You might be thinking — “Who will read that code? They will simply run it to see if it works and that’ll be that!”. But do you really want to work in a place like that? Where you’re carefully crafted prose is not appreciated? Anyway people usually do code review those tasks, and most often with great vigor.
So if we take it that the code would be throughly analyzed as a given, you want to make sure to reduce boiler plate code as much as possible. You want to communicate that you know a lot of concepts and ideas, but do so in as few code lines as possible. Its going to be read mainly by humans, and they might get annoyed with reviewing irrelevant code. You’re writing for a tired and critical audience remember, so respecting their time goes a long way.
You can think of it as a private conversation with the reviewer, show off some parts you’re proud of, highlight places you feel might be better, but that you didn’t have time for. It can also be used as your own filter, to see if the reviewers have noticed those little gems. If they haven’t, that would tell you something about them as well.
Now lets talks about polish — funny enough, we as programmers are often given tasks that require some design or UX to implement correctly. The best ones usually push back on bad design decisions and give advice on how to improve it. So its a great idea to develop those sensibilities, even if other people would be doing the artwork. We’re the ones that have to implement it in the end, the final arbiter if you will, so knowing what looks good and works well is a highly praised skill.
That goes doubly so for implementing recruitment tasks — you’re giving a small glimpse into what you consider a well finished and presentable task, and making sure the final product looks good is half the battle.

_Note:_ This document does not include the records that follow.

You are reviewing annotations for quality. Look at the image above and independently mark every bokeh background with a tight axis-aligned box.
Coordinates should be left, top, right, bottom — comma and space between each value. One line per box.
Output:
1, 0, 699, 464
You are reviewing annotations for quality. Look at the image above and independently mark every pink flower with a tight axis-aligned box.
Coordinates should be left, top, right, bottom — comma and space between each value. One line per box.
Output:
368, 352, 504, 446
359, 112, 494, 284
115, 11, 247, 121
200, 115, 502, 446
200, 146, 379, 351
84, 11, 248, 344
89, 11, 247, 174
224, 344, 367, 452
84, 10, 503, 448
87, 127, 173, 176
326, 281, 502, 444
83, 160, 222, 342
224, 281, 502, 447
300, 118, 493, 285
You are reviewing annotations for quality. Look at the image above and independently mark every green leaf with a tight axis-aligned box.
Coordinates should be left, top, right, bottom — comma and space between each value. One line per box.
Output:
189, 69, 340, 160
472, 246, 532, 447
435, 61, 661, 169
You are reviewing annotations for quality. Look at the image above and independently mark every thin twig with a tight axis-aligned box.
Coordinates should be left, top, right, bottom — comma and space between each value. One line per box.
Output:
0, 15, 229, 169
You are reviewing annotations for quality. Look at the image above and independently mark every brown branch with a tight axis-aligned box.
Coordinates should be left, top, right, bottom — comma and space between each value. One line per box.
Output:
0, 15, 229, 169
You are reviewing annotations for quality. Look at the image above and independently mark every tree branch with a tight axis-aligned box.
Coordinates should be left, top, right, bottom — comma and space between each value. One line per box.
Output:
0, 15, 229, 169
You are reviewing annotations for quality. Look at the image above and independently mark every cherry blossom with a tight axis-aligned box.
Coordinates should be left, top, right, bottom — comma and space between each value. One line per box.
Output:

But what if you’re a regular developer Joe like me and struggle to distinguish good design from bad? Well you can always ask a friend to review your finished project. Non-developers are especially good for this as they will point out obvious stuff that we usually miss. What I personally do is ask my significant other for a quick look. And every time without fail she points out simple UX mistakes and I have facepalm myself.
So to summarize — people get noticed for showing they care about their work. You can do it with code — making it clean, simple, readable, extensible, performant. Or you can do it with polish — making sure its beautiful, fun, accessible, desirable. Or best of all you can do it with a combination of both of those, but the important part is to show craftsmanship.